Die Bezeichnungen Auftritt und Probe sind eigentlich etwas irreführend. In Wirklichkeit sind die Auftritte knallharte Wettbewerbe, in denen man Punkte für das Jahresranking sammelt. Jedes Castell hat dabei unterschiedlich viele Punkte. Einen Teil der Punkte gibt es bei korrektem Aufbau (carregat) und die volle Punktzahl, wenn auch der Abbau (descarregat) noch klappt.

In den Proben (Trainings) werden die verschiedenen Castells ausführlich geübt, in der Hoffnung, dass sie dann auf dem Platz (wo der Wettbewerb stattfindet) auf- und abgebaut werden können.

Die Bezeichnungen Auftritt und Probe kommen daher, dass die Castells aus den Valenzianischen Tänzen (und die wiederum aus den Moixiganga) hervorgegangen sind und es zunächst wirklich nur Auftritte waren.

Am letzten Sonntag war es dann soweit. Wir waren bei unserem ersten Auftritt dabei. Und dieser sollte gleich zu einem der besten werden, den die Colla Jove dieses Jahr bislang hatte. Mich überkommt aber die Vermutung, dass es da nicht primär an uns beiden lag. Trotzdem war das ein legendäres Erlebnis.

Alle Mitglieder der Colla versammeln sich zunächst im Vereinshaus:

Anke vor dem Lokal der Colla (am Tag danach)
Anke vorm Lokal der Colla (am Tag danach)

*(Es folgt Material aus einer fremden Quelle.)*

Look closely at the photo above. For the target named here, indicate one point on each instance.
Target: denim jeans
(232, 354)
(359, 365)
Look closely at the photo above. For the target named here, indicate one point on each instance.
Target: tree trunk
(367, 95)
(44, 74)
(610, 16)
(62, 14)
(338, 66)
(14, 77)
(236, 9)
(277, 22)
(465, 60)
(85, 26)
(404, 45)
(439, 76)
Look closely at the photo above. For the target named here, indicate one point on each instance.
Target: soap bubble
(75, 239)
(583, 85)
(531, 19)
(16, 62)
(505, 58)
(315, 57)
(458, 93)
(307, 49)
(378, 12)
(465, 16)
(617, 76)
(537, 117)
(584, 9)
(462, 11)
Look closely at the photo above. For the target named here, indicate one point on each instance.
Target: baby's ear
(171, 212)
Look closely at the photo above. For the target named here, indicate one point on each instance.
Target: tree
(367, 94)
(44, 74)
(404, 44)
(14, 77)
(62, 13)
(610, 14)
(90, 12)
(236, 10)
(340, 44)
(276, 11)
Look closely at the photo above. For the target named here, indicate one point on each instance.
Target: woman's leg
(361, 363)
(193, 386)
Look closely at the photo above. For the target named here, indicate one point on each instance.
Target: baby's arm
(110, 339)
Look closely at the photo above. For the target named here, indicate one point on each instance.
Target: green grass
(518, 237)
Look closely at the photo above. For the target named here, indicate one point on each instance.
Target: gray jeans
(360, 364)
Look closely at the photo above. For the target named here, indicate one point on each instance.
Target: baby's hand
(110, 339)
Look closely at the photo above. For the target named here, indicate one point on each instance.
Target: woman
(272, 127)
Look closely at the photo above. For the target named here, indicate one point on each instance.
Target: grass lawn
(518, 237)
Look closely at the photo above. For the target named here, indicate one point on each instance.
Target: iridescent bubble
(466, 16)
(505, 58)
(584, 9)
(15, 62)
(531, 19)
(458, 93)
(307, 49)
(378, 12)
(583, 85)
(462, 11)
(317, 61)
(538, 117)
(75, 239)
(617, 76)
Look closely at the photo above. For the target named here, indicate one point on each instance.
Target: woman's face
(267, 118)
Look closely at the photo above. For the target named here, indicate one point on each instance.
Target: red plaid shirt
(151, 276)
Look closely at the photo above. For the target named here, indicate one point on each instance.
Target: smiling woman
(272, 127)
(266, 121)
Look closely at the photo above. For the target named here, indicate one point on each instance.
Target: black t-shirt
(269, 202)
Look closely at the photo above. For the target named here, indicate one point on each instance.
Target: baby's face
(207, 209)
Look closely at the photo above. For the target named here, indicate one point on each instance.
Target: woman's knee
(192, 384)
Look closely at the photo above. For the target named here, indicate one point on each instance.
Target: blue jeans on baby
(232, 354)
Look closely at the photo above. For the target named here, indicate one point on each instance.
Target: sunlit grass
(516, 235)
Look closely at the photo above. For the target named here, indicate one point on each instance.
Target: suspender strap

Dann geht es in weißen Hosen mit Faixa und lila Hemd zum Platz, wo der Wettbewerb stattfindet. Voran laufen die Musiker und untermalen den Einmarsch. In unserem Fall waren das nur ca. 100 Meter vom Vereinshaus zum Platz und da fast 300 Mitglieder dabei waren, hat sich der komplette Weg kurzfristig lila gefärbt.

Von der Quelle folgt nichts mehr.